“Proven dividend growers can definitely help bolster returns when inflation is rising. In fact, nearly half of a market’s return comes from dividends,” she said. “So for me, companies with pricing power and growing dividends are very attractive in this market environment.”

Other long-term opportunities can be found in companies with strong innovation programs, she said, such as healthcare companies, where innovation is taking place both on the product side and the services side, but also where there are attractive valuations on real earnings and cash flow.

And in ESG, HVAC companies that are addressing the fact that 40% of greenhouse gasses are caused by buildings, and 40% of buildings’ energy use is deployed in heating and cooling, make good investments, she said. So do railroads, where “iron on iron is a lot more efficient than rubber on road. So a railroad can move one ton of freight 500 miles on just one gallon of fuel.”

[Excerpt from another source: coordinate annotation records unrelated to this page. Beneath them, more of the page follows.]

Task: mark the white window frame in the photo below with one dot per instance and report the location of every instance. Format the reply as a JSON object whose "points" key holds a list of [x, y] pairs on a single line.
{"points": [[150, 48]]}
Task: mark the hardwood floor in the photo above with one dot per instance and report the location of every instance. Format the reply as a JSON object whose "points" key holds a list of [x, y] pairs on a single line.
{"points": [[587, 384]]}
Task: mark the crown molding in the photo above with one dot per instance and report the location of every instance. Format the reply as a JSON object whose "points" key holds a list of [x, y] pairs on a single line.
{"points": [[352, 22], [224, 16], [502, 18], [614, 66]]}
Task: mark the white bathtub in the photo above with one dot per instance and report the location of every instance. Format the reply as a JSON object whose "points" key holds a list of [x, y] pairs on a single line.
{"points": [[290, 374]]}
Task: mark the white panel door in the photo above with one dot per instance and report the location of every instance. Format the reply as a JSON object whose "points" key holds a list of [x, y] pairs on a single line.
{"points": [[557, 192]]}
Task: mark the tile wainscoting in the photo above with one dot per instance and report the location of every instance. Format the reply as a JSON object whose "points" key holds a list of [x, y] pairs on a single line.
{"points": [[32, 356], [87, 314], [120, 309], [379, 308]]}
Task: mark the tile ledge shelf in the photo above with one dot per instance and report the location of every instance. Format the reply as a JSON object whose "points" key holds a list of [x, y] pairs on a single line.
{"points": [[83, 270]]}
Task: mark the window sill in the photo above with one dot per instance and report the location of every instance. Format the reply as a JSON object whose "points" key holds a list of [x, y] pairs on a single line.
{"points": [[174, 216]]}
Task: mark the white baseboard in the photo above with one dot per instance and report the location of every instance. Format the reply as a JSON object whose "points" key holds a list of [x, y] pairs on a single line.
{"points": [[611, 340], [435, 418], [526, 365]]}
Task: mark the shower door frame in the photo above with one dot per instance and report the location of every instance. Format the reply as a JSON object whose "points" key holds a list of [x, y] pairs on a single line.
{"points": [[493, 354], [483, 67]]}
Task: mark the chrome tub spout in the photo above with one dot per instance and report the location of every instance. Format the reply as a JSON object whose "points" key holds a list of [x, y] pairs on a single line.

As the global economy’s likelihood of recession rises, making plans for the future includes predicting where it will hit and how hard. One thing’s for sure, Lind said, and that’s where the U.S. goes, so goes everyone else.  

“I think it’s fair to say that if we do get a U.S. recession, it will be very difficult for other economies around the world to decouple themselves away from that,” he said. “The U.S. tends to dictate the global financial cycle. So if the U.S. goes down, it’s going to drag the major European economies with it.”